During the period January 1988 to August 1990, 48 anterior chamber intraocular lenses were implanted during primary cataract surgery. In 6 eyes an anterior chamber intraocular lens was implanted after intracapsular cataract extraction, in 42 eyes after extracapsular cataract extraction complicated by posterior capsular or zonular rupture. Of the 40 cases which had been followed for at least 6 months (mean 23 months), 5 eyes (12.5%) developed clinically significant cystoid macular oedema. All these eyes had an extracapsular cataract extraction with a posterior capsular tear and anterior vitrectomy and in addition all had some other surgical or postoperative complications. Thus, in this series of complicated cataract surgery, cystoid macular oedema was an important cause of visual impairment but cystoid macular oedema was hardly due to the presence of an anterior chamber intraocular lens.
The long-term visual outcome and complications related to the use of a semiflexible open-loop alI-PMMA anterior chamber intraocular lens were evaluated in 40 eyes in which the capsular support was lost. The mean follow up time was 2.3 years (range 6 months to 6.7 years). 55% of the eyes had exfoliation syndrome. 68% (27 of 40 eyes) obtained a visual acuity of 0.5 or better, and only in one of the remaining eyes decreased visual acuity was related to cataract surgery (cystoid macular oedema). No cases of corneal decompensation, uveitis-glaucoma-hyphaema syndrome or retinal detachment have developed, and no IOLs have been explanted. Based on these results, the use of a modern anterior chamber intraocular lens can be suggested at least in old persons, if the capsular support is lost.
The effects of a semiflexible, one-piece, open-loop anterior-chamber intraocular lens (AC-IOL) implanted after intracapsular or extracapsular cataract extraction complicated by posterior-capsular or zonular rupture on intraocular pressure (IOP) level and the control of previous glaucoma were studied in 48 eyes with primary implantation and in 10 eyes with secondary implantation. Fifty-four percent of the eyes with primary implantation had exfoliation syndrome; anterior vitrectomy was performed in 60.4%.

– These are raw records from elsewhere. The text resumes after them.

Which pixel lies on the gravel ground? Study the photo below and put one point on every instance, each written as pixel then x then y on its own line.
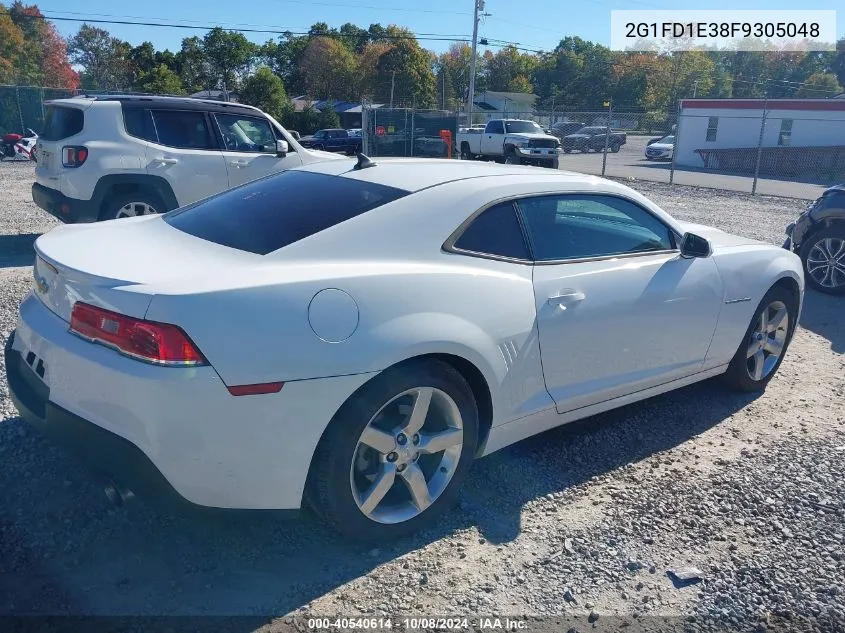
pixel 580 525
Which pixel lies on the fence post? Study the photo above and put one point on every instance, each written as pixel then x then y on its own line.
pixel 675 144
pixel 365 128
pixel 606 136
pixel 760 143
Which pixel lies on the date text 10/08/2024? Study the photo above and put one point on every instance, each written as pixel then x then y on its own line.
pixel 410 624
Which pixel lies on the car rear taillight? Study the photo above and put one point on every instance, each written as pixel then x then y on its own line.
pixel 151 342
pixel 74 155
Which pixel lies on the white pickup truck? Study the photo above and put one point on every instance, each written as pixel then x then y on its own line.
pixel 510 140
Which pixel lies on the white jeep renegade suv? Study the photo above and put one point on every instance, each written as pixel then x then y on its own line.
pixel 102 158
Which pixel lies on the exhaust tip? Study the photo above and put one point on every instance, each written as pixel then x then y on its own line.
pixel 116 494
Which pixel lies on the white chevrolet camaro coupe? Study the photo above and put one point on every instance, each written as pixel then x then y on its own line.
pixel 351 335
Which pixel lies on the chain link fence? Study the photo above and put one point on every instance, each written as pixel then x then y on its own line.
pixel 778 147
pixel 768 151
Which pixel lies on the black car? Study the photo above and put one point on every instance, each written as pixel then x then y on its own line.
pixel 335 140
pixel 594 138
pixel 565 128
pixel 818 237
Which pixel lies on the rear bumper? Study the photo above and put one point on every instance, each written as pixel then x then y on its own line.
pixel 69 210
pixel 104 453
pixel 173 435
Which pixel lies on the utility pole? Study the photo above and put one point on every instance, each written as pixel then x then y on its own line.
pixel 479 6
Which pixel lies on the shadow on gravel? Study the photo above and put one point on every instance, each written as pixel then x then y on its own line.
pixel 17 250
pixel 66 551
pixel 825 315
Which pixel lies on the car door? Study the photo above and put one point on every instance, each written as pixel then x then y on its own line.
pixel 186 154
pixel 618 309
pixel 249 148
pixel 493 139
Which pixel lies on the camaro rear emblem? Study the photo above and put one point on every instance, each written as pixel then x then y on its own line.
pixel 41 284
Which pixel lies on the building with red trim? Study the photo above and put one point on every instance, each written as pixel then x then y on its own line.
pixel 724 134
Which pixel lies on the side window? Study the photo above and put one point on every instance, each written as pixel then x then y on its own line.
pixel 712 128
pixel 139 123
pixel 185 129
pixel 246 134
pixel 580 226
pixel 495 127
pixel 495 232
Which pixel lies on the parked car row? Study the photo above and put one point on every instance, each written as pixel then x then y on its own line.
pixel 349 334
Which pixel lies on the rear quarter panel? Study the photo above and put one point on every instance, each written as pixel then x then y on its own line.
pixel 748 272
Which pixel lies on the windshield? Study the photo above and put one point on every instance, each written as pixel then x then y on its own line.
pixel 515 127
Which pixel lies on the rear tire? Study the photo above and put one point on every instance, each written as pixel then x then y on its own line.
pixel 765 342
pixel 347 469
pixel 828 245
pixel 132 205
pixel 512 159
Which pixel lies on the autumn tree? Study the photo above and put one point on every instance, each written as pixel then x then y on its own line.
pixel 265 90
pixel 229 55
pixel 819 85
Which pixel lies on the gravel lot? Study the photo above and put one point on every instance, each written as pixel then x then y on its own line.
pixel 582 523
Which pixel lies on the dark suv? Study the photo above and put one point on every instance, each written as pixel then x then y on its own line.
pixel 818 236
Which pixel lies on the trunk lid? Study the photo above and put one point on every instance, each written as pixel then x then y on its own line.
pixel 115 265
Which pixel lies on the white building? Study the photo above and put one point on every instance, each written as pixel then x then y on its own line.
pixel 714 124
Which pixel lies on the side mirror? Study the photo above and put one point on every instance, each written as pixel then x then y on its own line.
pixel 694 246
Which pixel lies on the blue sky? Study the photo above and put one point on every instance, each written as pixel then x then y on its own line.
pixel 538 24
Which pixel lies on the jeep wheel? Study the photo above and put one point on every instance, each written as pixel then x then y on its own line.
pixel 132 205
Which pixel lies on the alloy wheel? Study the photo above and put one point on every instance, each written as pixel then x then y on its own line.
pixel 133 209
pixel 826 262
pixel 767 340
pixel 407 455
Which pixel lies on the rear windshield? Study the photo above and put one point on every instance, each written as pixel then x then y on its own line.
pixel 268 214
pixel 61 123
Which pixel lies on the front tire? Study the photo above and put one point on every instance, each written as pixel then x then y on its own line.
pixel 823 257
pixel 765 342
pixel 393 457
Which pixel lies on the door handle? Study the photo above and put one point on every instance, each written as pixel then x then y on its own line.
pixel 567 296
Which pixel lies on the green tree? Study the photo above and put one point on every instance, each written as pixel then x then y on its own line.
pixel 161 80
pixel 328 118
pixel 405 70
pixel 265 90
pixel 329 70
pixel 229 55
pixel 105 59
pixel 193 67
pixel 508 70
pixel 819 85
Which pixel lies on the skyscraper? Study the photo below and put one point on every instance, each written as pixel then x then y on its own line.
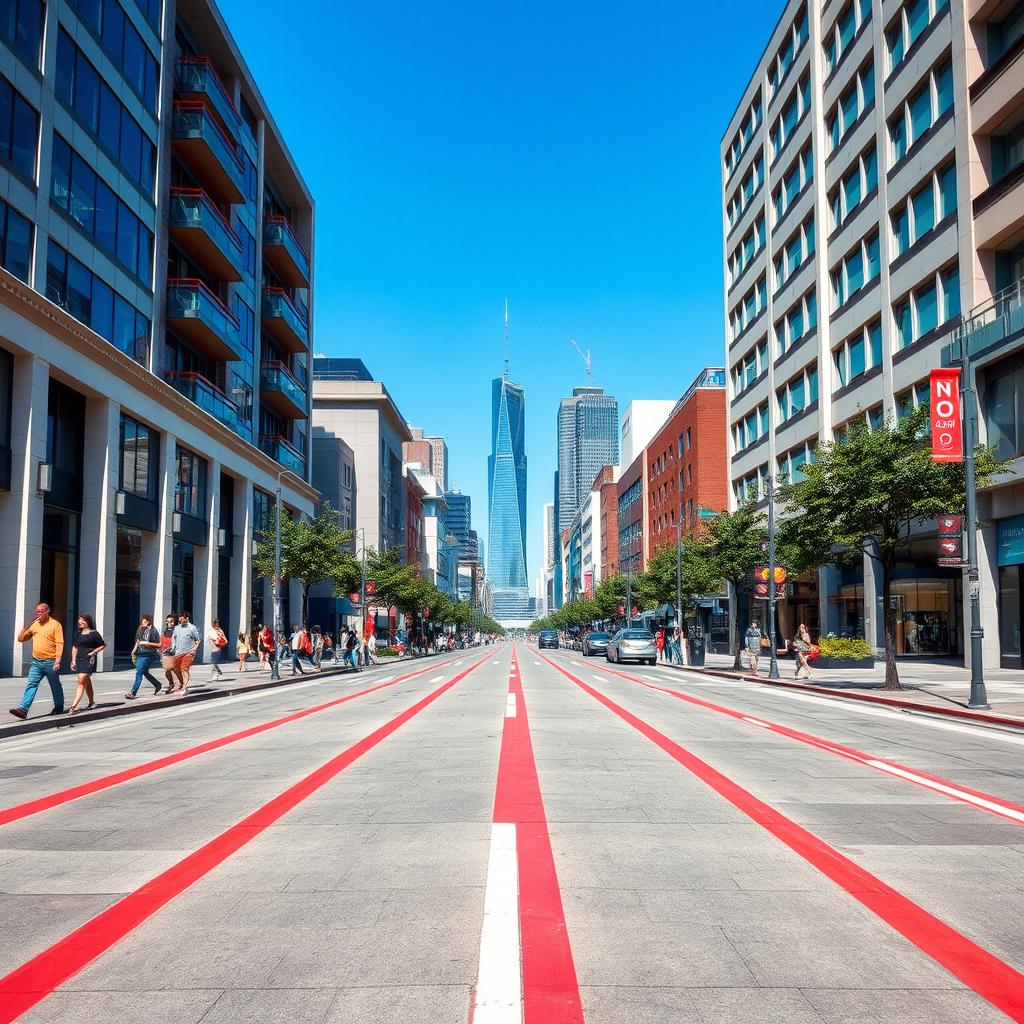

An immediate pressure rise (IOP ≥30 mm Hg) was observed in 29.3% of the eyes. The long-term IOP level (median follow up, 21.5 months) was ≥20 mm Hg in 83.7% and between 21 and 29 mm Hg in the remaining 16.3%. In three of the nine glaucomatous eyes, the medication had to be increased; in the remaining six, the IOP could be controlled with the previous or reduced medication or with none at all. In three out of the 49 (6.1%) nonglaucomatous eyes, glaucoma medication was started during the follow up. All of these eyes had exfoliation syndrome and two of the fellow eyes had similar IOPs and were receiving similar medication.
The results indicate that the semiflexible, openloop AC-IOL has little effect on IOP and seems to be a safe alternative, even in glaucomatous eyes, if a posterior chamber lens cannot be used.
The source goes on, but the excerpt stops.